3. Get a training partner who challenges you. If you are seeking to exterminate boredom you need a level of competition, even if it is just friendly. You will be able to feed off his performance and energy and your training will have more of a purpose.

4. Focus more on the outcome and less on the performance. I find I am more easily motivated if I can visualize the outcome of the workout as opposed to feeling every rep and set. If I am cutting, I’ll concentrate on how my abs will look on the beach or if I’m bulking I’ll think about how my normally loose shirts will be just a bit tighter and the compliments I’ll receive on having “gotten bigger.” To me one rep seems like nothing, but the sum total of those 4-10 reps is enough to fight off the boredom of picking up some weights and doing some curls.

5. Think about other stressors in your life while working out. Use them as motivation to fuel your workouts. As I said earlier, I do a lot of my school work and thinking in the gym. This may take away from the workout slightly but your better off than not having gone to the gym at all.

6. Try a new supplement. If your training has been stagnant and motivation is dwindling, throwing some money at a new or intriguing supplement is sometimes enough to get your mind on track again. You’ll obviously want to get the most out of it, and will also see some sort of trickle down into your arousal as your excitement over this new product will have you thinking about it while working out.

7. Try a new and more difficult training program and or diet. If you’re bored with training you may not be putting enough into your bodybuilding as you should. For newbies it is great to simplify things, but for advanced trainers sometimes ‘easy’ is too boring and you need a more advanced diet than “roughly 200 grams of protein, 300 carbs. 75 healthy fats”. Start writing stuff down and challenge yourself daily.

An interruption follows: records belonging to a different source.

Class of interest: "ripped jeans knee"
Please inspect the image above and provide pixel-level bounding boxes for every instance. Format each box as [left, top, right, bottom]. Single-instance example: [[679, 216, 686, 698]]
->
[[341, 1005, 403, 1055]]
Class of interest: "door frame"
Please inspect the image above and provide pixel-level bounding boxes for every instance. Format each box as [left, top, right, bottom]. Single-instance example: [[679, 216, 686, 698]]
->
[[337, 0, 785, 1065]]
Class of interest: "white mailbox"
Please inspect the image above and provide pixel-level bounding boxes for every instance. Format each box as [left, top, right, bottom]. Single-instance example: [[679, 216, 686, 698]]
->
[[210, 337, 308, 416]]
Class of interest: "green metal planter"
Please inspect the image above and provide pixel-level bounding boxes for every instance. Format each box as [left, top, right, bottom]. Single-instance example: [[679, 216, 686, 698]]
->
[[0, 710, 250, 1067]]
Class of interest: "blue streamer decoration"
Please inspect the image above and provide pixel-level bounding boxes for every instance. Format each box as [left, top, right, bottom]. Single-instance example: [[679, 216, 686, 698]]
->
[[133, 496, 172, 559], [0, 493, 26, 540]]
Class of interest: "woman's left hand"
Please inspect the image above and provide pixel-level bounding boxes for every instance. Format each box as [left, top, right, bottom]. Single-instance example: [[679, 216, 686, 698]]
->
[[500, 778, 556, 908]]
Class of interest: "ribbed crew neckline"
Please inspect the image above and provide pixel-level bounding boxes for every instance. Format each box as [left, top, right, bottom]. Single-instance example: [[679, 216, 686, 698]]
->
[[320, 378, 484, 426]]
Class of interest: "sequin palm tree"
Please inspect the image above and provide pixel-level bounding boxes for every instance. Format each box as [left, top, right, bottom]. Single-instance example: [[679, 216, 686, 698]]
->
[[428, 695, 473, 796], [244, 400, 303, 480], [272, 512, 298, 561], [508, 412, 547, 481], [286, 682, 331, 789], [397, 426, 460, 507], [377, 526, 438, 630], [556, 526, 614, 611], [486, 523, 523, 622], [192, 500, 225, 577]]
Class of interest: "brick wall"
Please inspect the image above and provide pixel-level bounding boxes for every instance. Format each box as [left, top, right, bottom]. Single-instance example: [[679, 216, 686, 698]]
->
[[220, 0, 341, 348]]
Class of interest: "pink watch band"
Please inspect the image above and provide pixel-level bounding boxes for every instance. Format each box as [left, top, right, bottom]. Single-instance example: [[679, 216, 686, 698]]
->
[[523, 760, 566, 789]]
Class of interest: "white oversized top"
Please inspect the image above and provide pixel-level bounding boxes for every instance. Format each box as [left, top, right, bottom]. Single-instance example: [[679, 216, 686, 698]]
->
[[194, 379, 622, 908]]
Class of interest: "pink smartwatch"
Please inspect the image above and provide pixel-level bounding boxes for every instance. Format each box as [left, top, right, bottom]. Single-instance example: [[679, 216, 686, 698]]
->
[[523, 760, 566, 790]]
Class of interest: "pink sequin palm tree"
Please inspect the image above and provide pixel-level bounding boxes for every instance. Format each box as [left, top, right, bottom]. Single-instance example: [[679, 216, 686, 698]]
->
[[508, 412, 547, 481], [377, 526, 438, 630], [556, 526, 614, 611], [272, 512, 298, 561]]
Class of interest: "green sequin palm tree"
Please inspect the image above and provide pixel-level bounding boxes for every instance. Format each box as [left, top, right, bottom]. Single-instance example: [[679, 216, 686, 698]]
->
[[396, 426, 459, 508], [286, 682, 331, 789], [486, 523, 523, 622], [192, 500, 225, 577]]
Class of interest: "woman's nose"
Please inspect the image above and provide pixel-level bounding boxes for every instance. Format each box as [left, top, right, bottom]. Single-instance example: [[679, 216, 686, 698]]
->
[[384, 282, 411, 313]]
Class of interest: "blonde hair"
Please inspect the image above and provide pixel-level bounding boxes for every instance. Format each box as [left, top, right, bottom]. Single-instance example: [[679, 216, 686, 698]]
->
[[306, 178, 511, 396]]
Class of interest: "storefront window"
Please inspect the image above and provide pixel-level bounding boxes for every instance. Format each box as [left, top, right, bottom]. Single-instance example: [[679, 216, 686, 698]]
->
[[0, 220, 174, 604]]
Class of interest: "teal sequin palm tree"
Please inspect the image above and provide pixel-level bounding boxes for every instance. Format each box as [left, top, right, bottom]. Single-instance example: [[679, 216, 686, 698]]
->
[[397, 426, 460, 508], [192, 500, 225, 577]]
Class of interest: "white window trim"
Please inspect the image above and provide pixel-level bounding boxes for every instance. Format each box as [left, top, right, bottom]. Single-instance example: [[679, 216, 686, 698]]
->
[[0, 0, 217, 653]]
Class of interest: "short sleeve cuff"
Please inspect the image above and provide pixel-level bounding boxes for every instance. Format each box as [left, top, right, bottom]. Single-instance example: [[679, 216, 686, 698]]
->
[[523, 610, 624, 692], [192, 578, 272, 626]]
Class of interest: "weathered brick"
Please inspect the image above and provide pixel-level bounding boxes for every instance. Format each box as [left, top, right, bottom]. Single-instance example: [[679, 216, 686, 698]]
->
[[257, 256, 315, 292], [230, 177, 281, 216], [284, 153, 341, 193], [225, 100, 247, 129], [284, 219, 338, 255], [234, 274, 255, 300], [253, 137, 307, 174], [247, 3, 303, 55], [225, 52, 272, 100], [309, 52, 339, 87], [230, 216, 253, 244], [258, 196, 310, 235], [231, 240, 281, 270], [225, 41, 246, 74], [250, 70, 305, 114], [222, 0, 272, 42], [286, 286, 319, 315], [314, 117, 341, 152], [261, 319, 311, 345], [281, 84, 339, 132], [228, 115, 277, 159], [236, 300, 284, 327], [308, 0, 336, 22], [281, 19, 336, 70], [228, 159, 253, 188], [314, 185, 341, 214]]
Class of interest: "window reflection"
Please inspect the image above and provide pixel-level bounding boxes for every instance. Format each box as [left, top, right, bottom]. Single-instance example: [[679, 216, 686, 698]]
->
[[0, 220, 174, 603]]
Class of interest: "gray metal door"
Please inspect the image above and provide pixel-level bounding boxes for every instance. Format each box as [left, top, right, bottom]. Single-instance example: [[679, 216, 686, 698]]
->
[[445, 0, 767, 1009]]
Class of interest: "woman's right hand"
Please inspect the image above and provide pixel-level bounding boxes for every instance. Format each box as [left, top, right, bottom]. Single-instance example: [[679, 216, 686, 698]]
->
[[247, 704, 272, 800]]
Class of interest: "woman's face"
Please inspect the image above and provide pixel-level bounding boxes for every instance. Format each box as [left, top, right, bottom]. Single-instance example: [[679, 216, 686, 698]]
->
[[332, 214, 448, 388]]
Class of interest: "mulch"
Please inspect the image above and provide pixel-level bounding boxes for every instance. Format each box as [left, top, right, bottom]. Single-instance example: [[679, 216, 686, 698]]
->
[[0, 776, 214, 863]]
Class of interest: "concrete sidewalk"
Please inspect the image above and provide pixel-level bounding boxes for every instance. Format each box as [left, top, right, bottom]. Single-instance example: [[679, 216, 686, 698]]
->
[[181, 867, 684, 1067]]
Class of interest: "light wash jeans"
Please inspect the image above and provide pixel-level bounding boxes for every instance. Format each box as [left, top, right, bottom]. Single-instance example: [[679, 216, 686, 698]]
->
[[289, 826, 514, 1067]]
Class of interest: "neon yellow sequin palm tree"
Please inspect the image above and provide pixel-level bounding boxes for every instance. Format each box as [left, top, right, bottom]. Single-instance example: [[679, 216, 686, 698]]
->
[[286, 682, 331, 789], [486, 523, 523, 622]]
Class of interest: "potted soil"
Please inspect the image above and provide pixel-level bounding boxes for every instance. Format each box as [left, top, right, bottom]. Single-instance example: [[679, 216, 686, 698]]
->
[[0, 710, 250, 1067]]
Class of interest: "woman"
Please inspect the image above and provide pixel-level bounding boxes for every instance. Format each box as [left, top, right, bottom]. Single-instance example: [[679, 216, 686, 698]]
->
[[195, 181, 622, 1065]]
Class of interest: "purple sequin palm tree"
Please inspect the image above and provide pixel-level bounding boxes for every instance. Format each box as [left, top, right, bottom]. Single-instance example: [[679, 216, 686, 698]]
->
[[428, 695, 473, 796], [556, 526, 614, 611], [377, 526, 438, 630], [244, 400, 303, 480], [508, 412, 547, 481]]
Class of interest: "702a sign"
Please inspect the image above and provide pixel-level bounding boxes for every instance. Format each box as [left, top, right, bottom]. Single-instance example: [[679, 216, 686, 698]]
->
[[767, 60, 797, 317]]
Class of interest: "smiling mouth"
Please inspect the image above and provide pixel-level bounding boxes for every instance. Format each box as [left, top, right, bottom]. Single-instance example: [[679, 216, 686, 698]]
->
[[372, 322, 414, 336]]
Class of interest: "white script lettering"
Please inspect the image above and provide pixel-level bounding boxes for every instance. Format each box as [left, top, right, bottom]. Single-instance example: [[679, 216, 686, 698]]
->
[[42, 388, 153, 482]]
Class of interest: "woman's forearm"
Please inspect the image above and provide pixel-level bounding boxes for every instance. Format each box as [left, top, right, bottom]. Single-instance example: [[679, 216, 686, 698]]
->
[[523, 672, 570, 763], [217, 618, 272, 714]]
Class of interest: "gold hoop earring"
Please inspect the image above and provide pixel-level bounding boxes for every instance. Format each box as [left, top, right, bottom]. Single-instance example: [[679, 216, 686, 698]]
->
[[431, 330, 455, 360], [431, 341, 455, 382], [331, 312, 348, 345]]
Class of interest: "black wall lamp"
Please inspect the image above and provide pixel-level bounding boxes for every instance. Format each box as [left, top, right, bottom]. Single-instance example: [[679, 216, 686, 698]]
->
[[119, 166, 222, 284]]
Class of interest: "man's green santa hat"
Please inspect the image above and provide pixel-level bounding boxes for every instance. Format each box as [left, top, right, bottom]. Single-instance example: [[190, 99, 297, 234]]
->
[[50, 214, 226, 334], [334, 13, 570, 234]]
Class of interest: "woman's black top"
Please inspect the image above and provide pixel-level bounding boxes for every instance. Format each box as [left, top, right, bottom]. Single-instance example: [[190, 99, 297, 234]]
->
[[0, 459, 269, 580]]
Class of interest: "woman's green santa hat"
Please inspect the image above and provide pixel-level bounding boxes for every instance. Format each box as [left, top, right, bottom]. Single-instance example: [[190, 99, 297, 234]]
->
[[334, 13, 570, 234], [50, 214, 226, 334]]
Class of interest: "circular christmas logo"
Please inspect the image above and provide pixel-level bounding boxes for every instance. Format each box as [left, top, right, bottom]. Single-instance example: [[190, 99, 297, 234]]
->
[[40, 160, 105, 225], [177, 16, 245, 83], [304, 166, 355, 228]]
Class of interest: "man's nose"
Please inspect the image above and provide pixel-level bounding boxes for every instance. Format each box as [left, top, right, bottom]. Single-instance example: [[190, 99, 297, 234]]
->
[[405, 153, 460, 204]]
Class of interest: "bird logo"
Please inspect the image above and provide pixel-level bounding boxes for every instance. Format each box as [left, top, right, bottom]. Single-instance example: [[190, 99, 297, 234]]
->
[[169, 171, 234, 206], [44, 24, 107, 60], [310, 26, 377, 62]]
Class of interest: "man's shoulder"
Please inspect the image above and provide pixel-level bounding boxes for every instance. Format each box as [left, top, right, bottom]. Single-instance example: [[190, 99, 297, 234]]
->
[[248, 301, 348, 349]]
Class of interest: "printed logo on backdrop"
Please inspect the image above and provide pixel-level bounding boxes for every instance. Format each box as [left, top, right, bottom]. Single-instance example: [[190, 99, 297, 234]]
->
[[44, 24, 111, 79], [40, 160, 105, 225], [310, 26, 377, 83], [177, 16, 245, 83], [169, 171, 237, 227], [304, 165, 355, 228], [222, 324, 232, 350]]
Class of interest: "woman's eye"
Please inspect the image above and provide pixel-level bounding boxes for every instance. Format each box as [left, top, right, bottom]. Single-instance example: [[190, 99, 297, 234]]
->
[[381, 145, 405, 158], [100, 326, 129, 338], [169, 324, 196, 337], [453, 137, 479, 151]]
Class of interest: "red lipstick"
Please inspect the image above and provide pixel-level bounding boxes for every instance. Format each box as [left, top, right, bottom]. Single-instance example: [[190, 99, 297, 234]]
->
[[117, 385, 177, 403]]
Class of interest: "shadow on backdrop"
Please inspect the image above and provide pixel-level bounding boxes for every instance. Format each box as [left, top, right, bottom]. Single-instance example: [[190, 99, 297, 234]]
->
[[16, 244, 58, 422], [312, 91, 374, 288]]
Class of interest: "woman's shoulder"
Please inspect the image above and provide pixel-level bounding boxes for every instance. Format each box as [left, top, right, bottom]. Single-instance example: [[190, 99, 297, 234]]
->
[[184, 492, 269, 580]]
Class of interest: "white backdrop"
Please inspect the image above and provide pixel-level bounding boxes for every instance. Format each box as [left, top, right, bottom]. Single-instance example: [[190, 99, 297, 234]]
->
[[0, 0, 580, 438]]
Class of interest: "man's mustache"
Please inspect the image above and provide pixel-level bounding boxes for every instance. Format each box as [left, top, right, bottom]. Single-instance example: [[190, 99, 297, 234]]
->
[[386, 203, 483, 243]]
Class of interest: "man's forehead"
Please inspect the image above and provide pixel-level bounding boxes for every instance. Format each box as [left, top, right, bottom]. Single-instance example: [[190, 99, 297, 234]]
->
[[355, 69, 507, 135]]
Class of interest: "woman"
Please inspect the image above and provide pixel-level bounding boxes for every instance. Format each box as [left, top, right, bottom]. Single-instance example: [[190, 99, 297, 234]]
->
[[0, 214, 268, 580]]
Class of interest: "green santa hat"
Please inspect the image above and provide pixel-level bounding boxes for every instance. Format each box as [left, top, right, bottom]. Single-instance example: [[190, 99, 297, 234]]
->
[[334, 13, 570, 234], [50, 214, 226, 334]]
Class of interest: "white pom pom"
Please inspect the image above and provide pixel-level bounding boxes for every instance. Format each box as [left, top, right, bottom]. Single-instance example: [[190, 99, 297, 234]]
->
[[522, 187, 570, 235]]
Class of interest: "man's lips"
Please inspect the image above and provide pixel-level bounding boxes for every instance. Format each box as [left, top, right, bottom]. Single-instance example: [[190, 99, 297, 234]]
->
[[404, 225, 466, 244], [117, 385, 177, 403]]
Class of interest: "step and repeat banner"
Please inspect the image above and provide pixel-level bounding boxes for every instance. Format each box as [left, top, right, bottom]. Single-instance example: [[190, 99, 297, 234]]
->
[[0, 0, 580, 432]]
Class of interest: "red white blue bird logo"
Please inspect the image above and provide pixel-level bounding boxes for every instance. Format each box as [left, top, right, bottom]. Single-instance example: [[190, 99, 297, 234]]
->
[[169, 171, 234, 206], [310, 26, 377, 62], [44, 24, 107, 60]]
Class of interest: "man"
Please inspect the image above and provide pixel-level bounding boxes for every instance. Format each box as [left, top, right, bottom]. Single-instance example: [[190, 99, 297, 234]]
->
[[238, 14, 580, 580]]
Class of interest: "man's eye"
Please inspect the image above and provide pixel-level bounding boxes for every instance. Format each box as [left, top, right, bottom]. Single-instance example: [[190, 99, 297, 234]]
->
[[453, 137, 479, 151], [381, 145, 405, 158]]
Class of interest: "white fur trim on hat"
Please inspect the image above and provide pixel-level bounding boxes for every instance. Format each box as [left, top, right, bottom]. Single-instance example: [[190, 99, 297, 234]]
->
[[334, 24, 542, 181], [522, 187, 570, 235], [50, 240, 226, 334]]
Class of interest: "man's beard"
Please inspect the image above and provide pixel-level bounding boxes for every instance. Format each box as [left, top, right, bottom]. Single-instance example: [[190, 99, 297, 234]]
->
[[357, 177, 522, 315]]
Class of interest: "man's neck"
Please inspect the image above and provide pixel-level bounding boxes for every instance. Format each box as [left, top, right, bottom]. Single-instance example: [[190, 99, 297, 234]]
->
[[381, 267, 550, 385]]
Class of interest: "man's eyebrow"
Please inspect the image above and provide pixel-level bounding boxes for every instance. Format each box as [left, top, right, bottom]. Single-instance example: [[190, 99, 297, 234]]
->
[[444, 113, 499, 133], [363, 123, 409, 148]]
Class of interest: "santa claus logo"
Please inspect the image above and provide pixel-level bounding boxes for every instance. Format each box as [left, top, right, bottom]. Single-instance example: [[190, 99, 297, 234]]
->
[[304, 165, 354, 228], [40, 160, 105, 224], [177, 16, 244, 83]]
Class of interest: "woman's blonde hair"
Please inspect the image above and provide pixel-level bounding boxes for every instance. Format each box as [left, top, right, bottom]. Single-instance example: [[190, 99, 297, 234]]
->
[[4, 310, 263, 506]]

These aren’t the only tactics obviously and I’m sure you could come up with some on your own. I also didn’t dig too deep into the other side of the picture where one seeks to decrease one’s level of arousal, as I really cannot relate to that at all. As this is a theory and not a law, it obviously has some flaws but after looking at all the motivational and drive theories accepted by the psychological community, this one seemed to best fit a bodybuilder’s life socially, physically, and intellectually. Coming to understand what motivates you and how you can best harness that energy for optimal arousal will yield you tremendous gains inside and outside of the gym.